Key Architectural Features of LUT-LLM
To support this innovative quantization scheme, LUT-LLM incorporates several specialized features:
- Bandwidth-aware Parallel Centroid Search (BPCSU): When an input vector arrives, LUT-LLM needs to quickly find its closest centroid. Instead of a slow sequential search or a resource-heavy parallel approach, BPCSU uses a hybrid design. It employs multiple parallel pipelines and a smaller “reduction tree” to efficiently find centroids. This design is carefully synchronized with the memory bandwidth to ensure that the centroid search latency is completely hidden, maximizing throughput.
- Efficient 2D Table Lookup Based Prefix-Sum Engine: This engine is specifically designed to handle the 2D lookup tables. It efficiently accesses rows of the tables based on activation centroid indices and then uses weight centroid indices to retrieve and expand the pre-computed dot product results. This process is highly pipelined and uses optimized memory partitioning to achieve high parallelism and reduce memory port requirements.

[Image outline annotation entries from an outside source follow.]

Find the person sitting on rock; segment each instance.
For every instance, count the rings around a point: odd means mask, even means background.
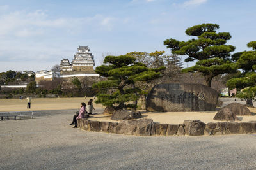
[[[92,114],[92,110],[94,109],[94,110],[95,110],[95,109],[93,107],[93,105],[92,105],[92,101],[90,100],[88,103],[87,106],[86,106],[86,111],[88,111],[88,113],[89,114]]]
[[[73,122],[70,124],[70,125],[75,124],[75,126],[73,127],[74,128],[77,127],[77,119],[84,118],[84,113],[86,113],[86,104],[85,104],[85,103],[84,102],[82,102],[81,104],[81,106],[79,111],[79,112],[77,111],[76,113],[76,115],[73,117]]]

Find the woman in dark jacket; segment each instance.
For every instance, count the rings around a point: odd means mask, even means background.
[[[86,110],[85,109],[85,108],[86,107],[86,104],[85,104],[85,103],[82,102],[81,104],[81,106],[79,111],[77,111],[76,113],[76,115],[73,117],[73,122],[70,124],[70,125],[75,124],[75,126],[73,127],[74,128],[77,127],[77,120],[84,118],[84,113],[86,112]]]

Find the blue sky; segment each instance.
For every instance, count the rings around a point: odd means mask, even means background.
[[[96,66],[109,54],[170,53],[164,40],[191,39],[185,30],[202,23],[229,32],[236,52],[249,50],[255,9],[253,0],[0,1],[0,72],[49,69],[79,45],[89,46]]]

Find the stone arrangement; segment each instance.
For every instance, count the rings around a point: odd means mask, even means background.
[[[146,101],[149,111],[202,111],[215,110],[218,94],[199,84],[155,85]]]
[[[141,117],[141,113],[140,113],[140,111],[118,110],[113,113],[111,120],[128,120],[131,119],[140,118]]]
[[[136,136],[200,136],[256,133],[256,121],[249,122],[216,122],[205,124],[198,120],[185,120],[183,124],[154,122],[152,119],[122,120],[119,122],[78,120],[84,130]]]
[[[246,106],[232,103],[218,110],[213,119],[224,121],[239,120],[236,115],[252,115],[252,113]]]

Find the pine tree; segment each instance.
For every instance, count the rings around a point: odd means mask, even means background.
[[[188,36],[196,36],[196,39],[179,41],[170,38],[164,41],[164,44],[172,50],[173,54],[188,56],[185,62],[198,60],[195,66],[182,71],[202,73],[209,87],[214,77],[236,72],[236,65],[229,59],[230,53],[235,47],[225,45],[231,36],[228,32],[216,33],[218,29],[217,24],[203,24],[189,27],[185,32]]]
[[[108,80],[93,84],[93,87],[100,91],[97,95],[97,103],[113,106],[116,110],[126,107],[134,108],[134,104],[127,104],[140,97],[141,90],[135,87],[138,81],[147,81],[161,76],[161,70],[164,67],[149,69],[139,62],[136,58],[129,55],[106,56],[104,64],[96,67],[95,71]]]

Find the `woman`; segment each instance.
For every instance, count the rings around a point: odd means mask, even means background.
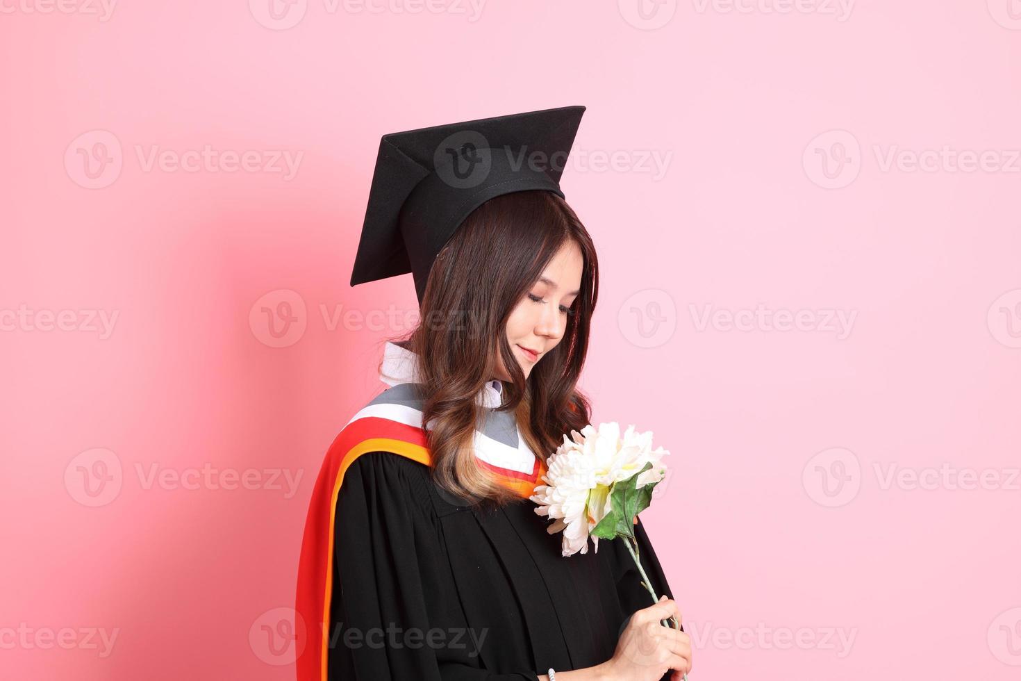
[[[680,616],[641,521],[643,566],[669,596],[657,604],[621,541],[563,556],[528,498],[563,434],[589,422],[576,383],[598,274],[563,164],[504,152],[533,143],[566,160],[583,110],[381,142],[352,284],[412,272],[422,323],[386,343],[390,387],[344,427],[317,481],[299,679],[654,681],[690,669],[688,635],[660,624]],[[452,187],[466,160],[486,175]]]

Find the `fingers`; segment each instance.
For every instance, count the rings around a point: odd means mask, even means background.
[[[677,601],[667,596],[661,596],[660,602],[648,607],[643,607],[635,614],[640,615],[644,619],[654,620],[669,620],[672,616],[676,615],[677,621],[681,621],[681,612],[677,609]]]
[[[691,673],[691,661],[675,653],[670,656],[670,669],[675,670],[672,678],[683,679],[684,674]]]

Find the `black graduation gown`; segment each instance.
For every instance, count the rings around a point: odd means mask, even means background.
[[[429,474],[370,451],[344,477],[329,678],[537,681],[612,658],[627,618],[652,604],[624,540],[563,556],[533,501],[458,505]],[[657,595],[673,598],[640,519],[635,533]]]

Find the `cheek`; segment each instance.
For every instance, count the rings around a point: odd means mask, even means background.
[[[528,336],[533,328],[535,324],[532,322],[532,313],[527,307],[527,302],[518,305],[507,318],[507,341],[513,345],[523,336]]]

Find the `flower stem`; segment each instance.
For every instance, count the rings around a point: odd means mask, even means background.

- Spatial-Temporal Hybrid Design: LLMs have different types of operations, some (like linear layers) benefiting from sequential processing, and others (like attention layers) from dataflow processing. LUT-LLM combines these. Linear layers are executed sequentially, allowing for efficient pipelining of centroid searches without repeatedly loading codebooks. The outputs are then streamed to attention and non-linear operations, which run in a dataflow manner. This hybrid approach optimizes memory usage and ensures high throughput across the entire model.
Also Read:
- QUARK: Accelerating Transformers with Quantization and Circuit Sharing
- LLMServingSim2.0: A Unified Platform for Simulating LLM Infrastructure with Diverse Hardware and Serving Strategies
Impressive Performance and Energy Efficiency
The researchers prototyped LUT-LLM for a customized Qwen 3 1.7B model on an AMD V80 FPGA. The results are compelling:
- LUT-LLM achieved 1.66 times lower end-to-end latency compared to the AMD MI210 GPU.
- It demonstrated 1.72 times higher energy efficiency than the NVIDIA A100 GPU.
- The design is scalable, with projections showing that LUT-LLM could handle a 32B model with 2.16 times better energy efficiency than the A100.
Furthermore, the quantization scheme used in LUT-LLM maintains competitive model quality, with only a modest accuracy drop compared to full-precision models, and it significantly outperforms standard low-bit quantization methods. When compared to other state-of-the-art FPGA accelerators, LUT-LLM showed superior energy efficiency and faster decoding speeds, even when processing more data.
This research marks a significant step towards enabling powerful and energy-efficient LLM inference on edge devices, leveraging the unique architectural advantages of FPGAs. Future work aims to further enhance efficiency through new algorithms and explore multi-FPGA systems to scale memory bandwidth even further.